ハジメが飲んでいる間にも、アルテナはハジメの周囲をウロチョロと動き回り世話を焼こうとしてるのが分かる。
「………ウマ」
お茶は普通に美味い。だが、四方から凄い視線を浴びているのが分かり、ハジメはお茶が楽に飲めない状況だった。
チラリとアルフレリックを見るがその様子は何とも難しそうな顔をしている。つい、顔を隣へ逸らすとユエとティオがチラリと俺をジト目で見ていた。また逆の方向へ視線を転じるとシアはアルテナとまだニコニコし合っており、何かと恐怖を感じ取ってしまう。なので、視線を正面へと戻したハジメは再度、お茶を飲むことにした。
そして……
「俺なんかしたっけなぁ〜」、と思いながら、隣でニコニコし合ってるシアのウサ耳を愛でておいた。機嫌を直して欲しいという意思表示と、今のシアに対する気遣いから……。

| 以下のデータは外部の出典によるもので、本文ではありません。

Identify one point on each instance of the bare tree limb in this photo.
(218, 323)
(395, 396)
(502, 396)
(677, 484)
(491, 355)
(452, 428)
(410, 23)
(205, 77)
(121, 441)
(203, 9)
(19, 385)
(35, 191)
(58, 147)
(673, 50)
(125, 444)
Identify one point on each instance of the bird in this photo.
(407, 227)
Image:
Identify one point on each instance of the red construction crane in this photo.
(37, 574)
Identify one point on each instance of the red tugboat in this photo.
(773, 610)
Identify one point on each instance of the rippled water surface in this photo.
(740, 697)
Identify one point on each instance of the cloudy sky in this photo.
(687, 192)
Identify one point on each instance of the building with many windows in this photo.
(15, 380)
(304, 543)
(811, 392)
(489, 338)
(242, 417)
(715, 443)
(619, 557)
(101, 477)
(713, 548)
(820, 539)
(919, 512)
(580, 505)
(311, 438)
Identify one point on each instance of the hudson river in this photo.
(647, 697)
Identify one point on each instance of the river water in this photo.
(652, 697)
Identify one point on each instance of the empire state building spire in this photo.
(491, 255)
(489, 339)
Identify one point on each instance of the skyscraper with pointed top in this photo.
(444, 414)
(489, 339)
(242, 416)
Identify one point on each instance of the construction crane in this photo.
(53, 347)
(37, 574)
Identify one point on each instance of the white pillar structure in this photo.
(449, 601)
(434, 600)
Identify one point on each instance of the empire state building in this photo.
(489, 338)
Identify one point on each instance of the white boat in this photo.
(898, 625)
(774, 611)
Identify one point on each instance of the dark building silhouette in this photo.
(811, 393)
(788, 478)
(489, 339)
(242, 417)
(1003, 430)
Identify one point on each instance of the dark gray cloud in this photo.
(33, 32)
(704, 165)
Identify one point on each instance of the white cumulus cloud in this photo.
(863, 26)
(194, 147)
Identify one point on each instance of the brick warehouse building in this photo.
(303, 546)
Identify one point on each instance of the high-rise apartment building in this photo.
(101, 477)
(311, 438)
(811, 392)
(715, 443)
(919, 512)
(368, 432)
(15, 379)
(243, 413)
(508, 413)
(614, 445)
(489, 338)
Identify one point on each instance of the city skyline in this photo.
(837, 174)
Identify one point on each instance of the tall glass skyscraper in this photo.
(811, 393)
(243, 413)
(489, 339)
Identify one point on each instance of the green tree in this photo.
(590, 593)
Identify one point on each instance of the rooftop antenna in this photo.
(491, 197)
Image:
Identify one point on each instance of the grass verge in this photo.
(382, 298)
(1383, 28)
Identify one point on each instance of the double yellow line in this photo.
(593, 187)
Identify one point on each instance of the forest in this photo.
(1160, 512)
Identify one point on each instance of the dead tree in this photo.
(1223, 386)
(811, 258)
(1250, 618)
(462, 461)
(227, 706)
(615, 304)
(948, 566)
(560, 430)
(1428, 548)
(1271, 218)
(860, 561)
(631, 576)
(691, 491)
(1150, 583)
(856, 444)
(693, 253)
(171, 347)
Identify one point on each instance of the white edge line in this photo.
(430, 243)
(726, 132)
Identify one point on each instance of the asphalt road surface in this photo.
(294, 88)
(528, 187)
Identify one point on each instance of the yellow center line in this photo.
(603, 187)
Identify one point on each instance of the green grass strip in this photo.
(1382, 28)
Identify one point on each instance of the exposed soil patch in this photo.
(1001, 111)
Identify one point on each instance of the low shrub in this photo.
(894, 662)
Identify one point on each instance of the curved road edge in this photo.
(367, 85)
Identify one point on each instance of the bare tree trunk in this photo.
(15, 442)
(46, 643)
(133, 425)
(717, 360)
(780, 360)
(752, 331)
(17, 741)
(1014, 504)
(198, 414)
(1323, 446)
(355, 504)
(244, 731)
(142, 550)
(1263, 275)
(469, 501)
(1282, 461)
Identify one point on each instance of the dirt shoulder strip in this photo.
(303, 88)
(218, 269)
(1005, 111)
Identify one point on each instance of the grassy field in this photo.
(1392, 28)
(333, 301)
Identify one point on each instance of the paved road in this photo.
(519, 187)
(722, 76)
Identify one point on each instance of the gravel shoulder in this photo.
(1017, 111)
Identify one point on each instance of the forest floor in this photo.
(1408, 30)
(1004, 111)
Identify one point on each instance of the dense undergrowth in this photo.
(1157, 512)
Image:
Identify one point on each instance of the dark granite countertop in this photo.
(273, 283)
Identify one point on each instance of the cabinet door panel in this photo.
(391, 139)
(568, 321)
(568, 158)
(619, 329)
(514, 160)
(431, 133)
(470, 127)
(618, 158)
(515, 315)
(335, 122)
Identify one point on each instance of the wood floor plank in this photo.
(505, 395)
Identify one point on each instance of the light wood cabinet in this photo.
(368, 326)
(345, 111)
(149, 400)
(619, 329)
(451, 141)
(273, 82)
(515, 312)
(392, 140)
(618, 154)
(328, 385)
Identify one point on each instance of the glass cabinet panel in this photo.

そんな事があるもハジメはお茶を飲み干した後、ある程度の近況をアルフレリックと共有していた時だった。
「ふぅ……ハジメ、ただいまぁ〜」
バサッと天使の翼を羽ばたかせながら〝天使化〟した優花が窓の外からやってきてた。
ハジメは優花が帰ってきたと同時に席と机の距離を少し離すようにして人一人入るぐらいのスペースを作ると意図を察した優花がハジメの膝上とやってきて〝天使化〟を解除したと同時にハジメの膝上に座り、ハジメに体を預けるように抱きついた。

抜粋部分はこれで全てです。